«Nicolás Maduro nel 2010 autorizzò l’invio di una valigia con 3,5 milioni di euro al consolato venezuelano a Milano per finanziare in nero il Movimento 5 Stelle».

Inizia così il dirompente articolo sul quotidiano spagnolo abc caduto come una bomba sul governo Conte. Al tempo, l’attuale leader bolivariano era il ministro degli esteri di Hugo Chávez.

Secondo il quotidiano monarchico spagnolo, di posizione molto conservatrice e anti-Maduro, l’informazione sarebbe contenuta in documenti segreti della Direzione Generale dei Servizi Segreti Militari del paese caraibico. A questi documenti avrebbe avuto accesso il giornalista investigativo autore dell’articolo, Marcos García Rey, che è stato uno dei 400 redattori del Consorzio internazionale dei giornalisti investigativi che aveva analizzato i famosi Panama Papers nel 2016. Nell’articolo, García Rey spiega che l’allora console venezuelano Giancarlo di Martino, avrebbe fatto da intermediario con Gianroberto Casaleggio, destinatario del denaro e morto nel 2016. Sembra che in quel momento il governo Chávez vedesse i grillini come «un movimento di sinistra rivoluzionario e anticapitalista».

I soldi in contanti sarebbero stati consegnati «in maniera sicura e segreta attraverso valigia diplomatica», come dice letteralmente il documento di cui il quotidiano spagnolo pubblica una copia, e proverrebbero dai fondi riservati amministrati dall’attuale viceministro economico Tareck el Aissami e mano destra di Maduro, che allora era ministro degli interni.

García Rey, di cui è nota la scarsa simpatia verso Podemos e i suoi leader, menziona il partito guidato da Pablo Iglesias nel suo pezzo sui 5 Stelle, tracciando un labile parallelismo fra i due partiti per l’autolimitazione del salario che si impongono gli esponenti di entrambe le forze politiche.

Ma l’analogia forzata con i viola è evidentemente voluta: è dai suoi albori che il movimento guidato da Pablo Iglesias viene accusato dalla destra mediatica e politica spagnola di avere rapporti loschi soprattutto con il Venezuela, ma anche con l’Iran.

Tutte le accuse, rilanciate da vari media legati alla destra, sono state smentite dai tribunali, ma apparivano puntuali nei momenti cruciali della storia del partito.
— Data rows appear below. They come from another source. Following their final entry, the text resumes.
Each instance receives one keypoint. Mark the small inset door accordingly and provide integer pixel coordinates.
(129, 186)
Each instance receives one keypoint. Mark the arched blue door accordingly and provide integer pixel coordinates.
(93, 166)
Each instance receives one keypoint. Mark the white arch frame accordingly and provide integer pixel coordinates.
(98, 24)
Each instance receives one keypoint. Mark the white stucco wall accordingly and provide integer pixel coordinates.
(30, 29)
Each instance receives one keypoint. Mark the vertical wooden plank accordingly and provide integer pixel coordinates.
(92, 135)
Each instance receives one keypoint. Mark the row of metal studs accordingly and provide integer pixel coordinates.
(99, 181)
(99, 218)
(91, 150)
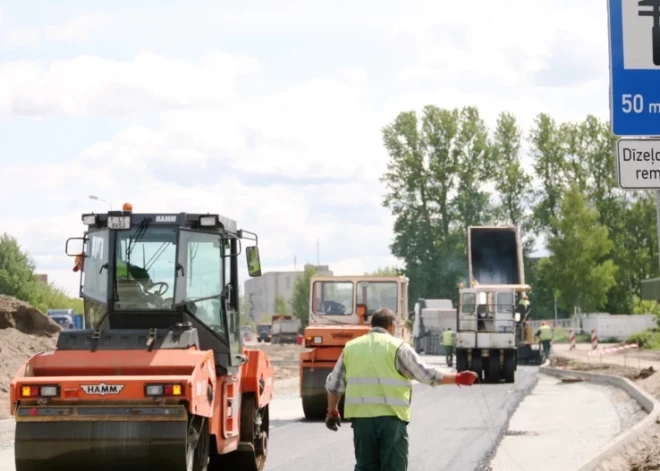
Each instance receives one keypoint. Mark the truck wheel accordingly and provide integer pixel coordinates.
(509, 367)
(493, 369)
(198, 444)
(477, 365)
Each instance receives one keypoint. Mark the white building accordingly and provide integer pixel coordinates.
(260, 292)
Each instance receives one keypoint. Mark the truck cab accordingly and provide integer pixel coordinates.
(487, 333)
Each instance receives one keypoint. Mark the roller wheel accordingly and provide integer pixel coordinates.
(477, 366)
(253, 448)
(493, 369)
(509, 367)
(461, 361)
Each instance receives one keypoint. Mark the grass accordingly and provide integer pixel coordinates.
(648, 339)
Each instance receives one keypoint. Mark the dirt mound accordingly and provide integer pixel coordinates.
(15, 349)
(19, 315)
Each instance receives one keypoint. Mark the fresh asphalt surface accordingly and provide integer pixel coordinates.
(452, 428)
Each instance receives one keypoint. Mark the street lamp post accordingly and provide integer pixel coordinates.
(92, 197)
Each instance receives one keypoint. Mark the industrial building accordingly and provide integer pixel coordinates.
(261, 292)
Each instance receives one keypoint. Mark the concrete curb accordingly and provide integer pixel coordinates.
(649, 403)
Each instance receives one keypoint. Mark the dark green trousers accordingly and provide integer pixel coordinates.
(381, 444)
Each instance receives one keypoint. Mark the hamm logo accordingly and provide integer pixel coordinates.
(102, 389)
(342, 335)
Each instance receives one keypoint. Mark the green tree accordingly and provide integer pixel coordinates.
(280, 306)
(421, 177)
(578, 266)
(18, 279)
(301, 294)
(513, 185)
(548, 153)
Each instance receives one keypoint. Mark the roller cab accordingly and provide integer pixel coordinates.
(161, 380)
(340, 307)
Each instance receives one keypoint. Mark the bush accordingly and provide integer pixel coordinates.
(648, 339)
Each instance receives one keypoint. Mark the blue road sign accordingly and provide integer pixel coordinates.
(635, 67)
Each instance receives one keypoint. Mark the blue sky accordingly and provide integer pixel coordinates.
(268, 113)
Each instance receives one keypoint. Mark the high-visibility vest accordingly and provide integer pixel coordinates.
(121, 269)
(546, 333)
(374, 387)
Questa macchina del fango era orchestrata dall’ex commissario della Polizia José Manuel Villarejo, oggi in carcere, che, secondo le indagini condotte dall’Audiencia nacional spagnola, che lo sta processando, guidava una complessa trama di spionaggio illegale, fabbricazione di prove false e ricatti, in coordinazione con quella che era definita «brigata patriotica».

Questa era formata da alti ufficiali delle forze di sicurezza e del ministero degli interni, guidato allora dall’ineffabile Jorge Fernández Díaz, controverso personaggio che ha marcato una stagione molto polemica alla guida del ministero. Una oliatissima struttura che era capace di prendere di mira i nemici politici di turno del governo popolare, fossero i sempre più in auge viola o gli indipendentisti catalani.

Uno dei primi cosiddetti «rapporti» riservati preparati dalle cosiddette «fogne di stato» contro Podemos risale all’inizio del 2016, e accusava il partito di aver ricevuto indirettamente pagamenti dal governo di Teheran. Era un tipo di documento molto sospetto dall’inizio: elaborato da un ufficio molto legato alla brigata patriottico, non portava né un sigillo, né una firma (al contrario di quello pubblicato ieri dall’abc), ma ebbe successo nello scatenare una campagna di discredito verso il partito che in quel momento aveva appena portato i suoi primi 69 deputati in parlamento e negoziava (invano) con il Psoe per scalzare Mariano Rajoy.

Pochi mesi dopo, stesso meccanismo: stavolta l’accusa era di aver ottenuto soldi dal chavismo, prima sette milioni e in un secondo «rapporto» sarebbero stati 270mila. Tutte e tre le accuse sono state screditate in altrettante sentenze.
Vedremo se le accuse contro il Movimento 5S si dimostreranno più solide.